C’est beau, non ! Que de on ! Mais me direz-vous : et le vin dans tout ça ? La réponse est dans la question. En effet, les faubourgeois adorent les vins qui leurs ressemblent d’une manière, certes à l'opposé, mais homothétique à celle que cite JJ Chiquelin dans son article sur la fin du bling-bling bordelais : « Il se lève tous les jours un milliardaire russe pour acheter mon vin », estime un propriétaire de premier cru classé. « 1000 euros la bouteille, c’est donné » estime un autre. L'élite, toujours l'élite, mais comprenez-moi bien je ne crache pas dans la soupe, je me contente de relever l'évidence : l'achat d'une belle bouteille de vin n'est pas à la portée de n'importe quelle bourse. Des deux côtés il faut l'assumer sans enrober l'affaire dans un discours autojustificateur. 10 euros c'est en gros 65 vieux francs, 15 c'est presque 100 balles et ainsi de suite... Qu'on me comprenne bien, je ne remets pas en cause la juste rémunération du travail d'un vigneron je souligne simplement qu'il faut accepter d'assumer les affreuses réalités du marché : le vin est bien une "marchandise" avec un prix.
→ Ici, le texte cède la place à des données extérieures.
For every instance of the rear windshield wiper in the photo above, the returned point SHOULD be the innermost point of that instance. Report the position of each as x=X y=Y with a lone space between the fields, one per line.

Là je sens que les maîtres et les maîtresses de « chapelle » aux dénominations sympathiques, que les grands et petits prêtres des messes chantées en cercles fermés, vont appeler sur moi la foudre d’un « Bacchus » épuré, gardien du terroir. Afin de désarmer leur courroux je plaide de suite coupable mais, que voulez-vous, lorsque j’entends ce j’entends à propos du vin, en certains lieux, en certaines occasions, lorsque je vois les prix s’enfler, lorsque je lis des brouettes de mots boursouflés ou gentillets, je préfère l’opprobre au silence. Et que certains ne viennent pas me dire, comme adoraient le faire les communistes de la grande époque, ou les gauches de la gauche de toutes les époques, « qui n’est pas avec nous est contre nous ». J’aime le vin, beaucoup de ceux qui le font, qui le vendent, et certains de ceux qui le boivent. Toujours prêt à payer de ma personne pour la cause du vin je revendique le droit de le mettre à sa juste place, celle du pur plaisir et non de le laisser entre les seules mains de ceux qui s'en servent pour exhiber leur statut.